Kau memalingkan wajahmu malu mendengar kata suami yang Gintoki ucapkan. Mulutmu menggerutu kecil sambil menyeret keluar futon dari dalam lemari si rambut silver.
"Memang harus kemana lagi aku pergi? Ke kuburan Kaa-san, Tou-san? Ke rumahku yang sudah jadi arang dan abu?" kau menggumam pada diri sendiri saat meletakkan futon di sebelah milik Gintoki. Meski hanya gumaman Gintoki masih bisa mendengar suaramu.
Gintoki tahu masa lalumu. Kalian sudah saling kenal sedari kecil, bahkan sebelum Takasugi dan Katsura bergabung di sekolah milik Shouyo Sensei. Gintoki tahu penderitaanmu, dan kamu juga tahu penderitaan Gintoki. Karena kalian memiliki masa lalu dengan rasa pahit yang hampir sama.
"Ano sa, aku sudah mengingatkanmu berulangkali bahwa mengikuti jejak Zura itu muri dayo, muri. Aitsu wa yabai dakara sa. Pertama; dia itu teroris. Pekerjaannya terlalu bahaya untuk membina rumah tangga. Kedua; kondisi otaknya yang sekarang itu sudah rusak jadi dia tidak peka pada apa yang orang-orang di sekelilingnya katakan. Dia sudah bukan lagi Zura si anak baik dan penurut yang selalu duduk di bangku kelas paling depan"
Kamu terdiam. Berdiri disamping futon menatap kosong lantai.
"Wakaaattttttayo" Jawabmu lalu menggeser pintu kamar Gintoki sambil merengut kesal. Kau berjalan keluar dari kamar selesai menyiapkan futon dan kini menuju kamar mandi. "Kau malah semakin membuat moodku buruk tahu, dasar kuso tenpa cerewet"
Suara pintu kamar mandi pun tertutup. Membiarkan Gintoki sendirian dengan Jump-nya. Dan Kagura yang berisik melahap makan malamnya.
"Kenapa kau tidak menyerah saja dengan si Zura itu. Dari dulu selalu saja 'Zura Zura Zura Zura' membuat telingaku panas. Ore wa miru yo" kata Gintoki lebih pada dirinya sendiri. Ia kembali membalik halaman Jump dengan malas.
"Nani aru? (Y/N)-nee akan menikah dengan Gin-chan aru ka? Dia sudah membuang Zura di tempat pembuangan sampah aru ka? Akhirnya perasaan Gin-chan selama ini terbalaskan aru ka?" tanya Kagura bertubi-tubi dengan sisa nasi di pipinya.

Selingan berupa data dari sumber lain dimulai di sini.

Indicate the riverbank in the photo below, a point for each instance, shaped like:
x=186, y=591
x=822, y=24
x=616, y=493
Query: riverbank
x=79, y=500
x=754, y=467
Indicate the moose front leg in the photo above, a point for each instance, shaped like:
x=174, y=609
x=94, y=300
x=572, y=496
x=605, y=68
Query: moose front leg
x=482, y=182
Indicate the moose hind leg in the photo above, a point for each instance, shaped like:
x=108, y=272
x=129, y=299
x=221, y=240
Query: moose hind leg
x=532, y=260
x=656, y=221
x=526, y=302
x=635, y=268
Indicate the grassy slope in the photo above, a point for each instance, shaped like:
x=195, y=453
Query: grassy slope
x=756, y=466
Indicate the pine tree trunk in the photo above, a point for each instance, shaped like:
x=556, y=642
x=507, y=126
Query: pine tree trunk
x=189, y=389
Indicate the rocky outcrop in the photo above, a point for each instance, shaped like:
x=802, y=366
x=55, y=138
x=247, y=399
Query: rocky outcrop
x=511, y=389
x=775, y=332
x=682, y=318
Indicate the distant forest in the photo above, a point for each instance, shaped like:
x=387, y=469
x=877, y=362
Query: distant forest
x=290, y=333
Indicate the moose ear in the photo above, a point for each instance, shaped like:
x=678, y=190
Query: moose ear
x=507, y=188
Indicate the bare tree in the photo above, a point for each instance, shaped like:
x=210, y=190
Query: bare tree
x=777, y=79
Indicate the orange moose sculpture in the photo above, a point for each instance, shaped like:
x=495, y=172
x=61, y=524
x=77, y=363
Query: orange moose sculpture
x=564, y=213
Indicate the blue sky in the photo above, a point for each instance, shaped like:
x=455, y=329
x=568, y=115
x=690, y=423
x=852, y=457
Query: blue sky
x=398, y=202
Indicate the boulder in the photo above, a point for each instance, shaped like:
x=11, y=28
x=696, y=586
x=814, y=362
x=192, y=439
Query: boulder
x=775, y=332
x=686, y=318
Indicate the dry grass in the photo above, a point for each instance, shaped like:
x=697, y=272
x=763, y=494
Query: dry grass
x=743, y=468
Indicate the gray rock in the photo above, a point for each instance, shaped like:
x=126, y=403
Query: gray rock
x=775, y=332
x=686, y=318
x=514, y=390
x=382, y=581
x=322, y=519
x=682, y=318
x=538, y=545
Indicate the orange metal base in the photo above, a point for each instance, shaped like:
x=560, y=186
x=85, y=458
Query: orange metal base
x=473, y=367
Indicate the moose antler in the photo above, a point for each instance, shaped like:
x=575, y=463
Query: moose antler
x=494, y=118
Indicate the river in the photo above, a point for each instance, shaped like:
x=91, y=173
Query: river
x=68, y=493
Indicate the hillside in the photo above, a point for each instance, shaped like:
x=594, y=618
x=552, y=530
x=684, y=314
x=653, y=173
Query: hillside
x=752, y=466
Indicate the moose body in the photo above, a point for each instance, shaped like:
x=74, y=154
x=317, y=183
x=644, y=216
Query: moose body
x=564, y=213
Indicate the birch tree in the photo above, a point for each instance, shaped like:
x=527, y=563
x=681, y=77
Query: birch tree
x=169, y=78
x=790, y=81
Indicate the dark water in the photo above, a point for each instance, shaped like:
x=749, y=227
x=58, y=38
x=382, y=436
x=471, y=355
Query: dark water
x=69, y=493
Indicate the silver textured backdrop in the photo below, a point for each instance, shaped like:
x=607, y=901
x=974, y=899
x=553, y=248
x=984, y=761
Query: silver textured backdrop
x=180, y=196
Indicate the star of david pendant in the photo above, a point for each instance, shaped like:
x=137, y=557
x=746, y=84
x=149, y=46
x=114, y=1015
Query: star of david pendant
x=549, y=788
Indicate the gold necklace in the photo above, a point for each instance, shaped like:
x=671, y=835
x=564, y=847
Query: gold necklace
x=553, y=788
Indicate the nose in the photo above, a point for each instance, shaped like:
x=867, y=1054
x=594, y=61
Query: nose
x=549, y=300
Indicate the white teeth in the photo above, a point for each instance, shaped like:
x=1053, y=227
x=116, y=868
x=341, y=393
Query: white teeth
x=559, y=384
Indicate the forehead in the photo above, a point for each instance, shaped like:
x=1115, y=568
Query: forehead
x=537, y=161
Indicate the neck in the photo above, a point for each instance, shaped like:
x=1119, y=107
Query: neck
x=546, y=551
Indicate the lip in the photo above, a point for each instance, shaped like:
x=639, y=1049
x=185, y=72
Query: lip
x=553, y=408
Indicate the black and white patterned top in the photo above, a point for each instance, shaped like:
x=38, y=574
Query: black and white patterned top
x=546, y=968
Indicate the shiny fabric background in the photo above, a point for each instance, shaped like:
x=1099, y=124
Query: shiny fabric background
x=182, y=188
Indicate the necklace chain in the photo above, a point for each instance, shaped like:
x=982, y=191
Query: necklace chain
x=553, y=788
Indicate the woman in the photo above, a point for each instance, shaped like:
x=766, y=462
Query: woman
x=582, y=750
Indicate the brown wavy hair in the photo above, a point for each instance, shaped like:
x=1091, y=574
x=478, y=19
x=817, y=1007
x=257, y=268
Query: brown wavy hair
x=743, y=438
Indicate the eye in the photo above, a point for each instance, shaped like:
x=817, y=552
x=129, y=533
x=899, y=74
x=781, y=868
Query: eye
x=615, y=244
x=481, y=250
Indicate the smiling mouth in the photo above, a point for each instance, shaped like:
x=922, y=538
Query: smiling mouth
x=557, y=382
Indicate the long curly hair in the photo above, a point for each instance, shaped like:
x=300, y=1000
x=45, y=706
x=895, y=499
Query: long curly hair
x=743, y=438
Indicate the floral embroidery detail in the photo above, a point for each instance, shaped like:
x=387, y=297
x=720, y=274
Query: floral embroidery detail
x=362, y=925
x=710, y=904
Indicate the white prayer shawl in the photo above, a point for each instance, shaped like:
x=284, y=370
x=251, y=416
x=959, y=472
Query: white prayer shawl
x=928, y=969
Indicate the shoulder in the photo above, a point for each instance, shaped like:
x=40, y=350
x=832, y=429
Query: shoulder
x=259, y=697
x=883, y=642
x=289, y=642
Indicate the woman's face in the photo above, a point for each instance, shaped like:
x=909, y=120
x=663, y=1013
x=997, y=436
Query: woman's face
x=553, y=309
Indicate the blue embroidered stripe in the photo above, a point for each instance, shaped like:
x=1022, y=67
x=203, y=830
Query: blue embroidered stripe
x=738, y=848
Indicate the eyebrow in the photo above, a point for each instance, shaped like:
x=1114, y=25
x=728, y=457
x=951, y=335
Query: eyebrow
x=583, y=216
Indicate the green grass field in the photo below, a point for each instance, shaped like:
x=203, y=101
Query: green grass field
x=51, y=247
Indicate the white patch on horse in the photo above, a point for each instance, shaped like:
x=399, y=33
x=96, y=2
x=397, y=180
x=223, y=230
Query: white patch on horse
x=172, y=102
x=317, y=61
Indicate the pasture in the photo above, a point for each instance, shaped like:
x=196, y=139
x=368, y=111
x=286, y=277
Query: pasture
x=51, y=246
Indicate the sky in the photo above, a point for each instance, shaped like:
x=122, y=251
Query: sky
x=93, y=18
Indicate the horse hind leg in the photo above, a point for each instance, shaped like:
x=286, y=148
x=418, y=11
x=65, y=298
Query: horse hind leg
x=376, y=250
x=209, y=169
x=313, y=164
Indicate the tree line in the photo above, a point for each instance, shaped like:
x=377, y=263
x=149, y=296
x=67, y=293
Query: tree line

"Anak kecil diam saja, habiskan makanmu"
"(Y/N)-nee menyiapkan futon dikamarmu karena kalian akan melakukan ****** sebelum menikah aru ka?" tanya Kagura lagi, kali ini mampu memunculkan semburat merah di pipi Gintoki.
Meskipun ia akan dengan senang hati membayangkan seperti apa kiranya melucuti pakaian (Y/N) di malam pertama 'jika' mereka menikah, tetap saja hal itu mustahil terjadi.
"Masaka... mana mungkin aku bisa tidur satu ruangan dengannya kalau aku tahu dia mencintai pria lain" kata Gintoki.
"Gin-chan pecundang aru. Masa kau kalah dengan Zura"
Perempatan syaraf langsung muncul di dahi Gintoki. Kalimat itu selalu diucapkan dua mantan temannya, si Urusai Tatsuma dan Bakasugi. Untung saja malam ini ia dalam mode malas bergerak jadi kepala Kagura terselamatkan dari jitakan si Shiroyasha.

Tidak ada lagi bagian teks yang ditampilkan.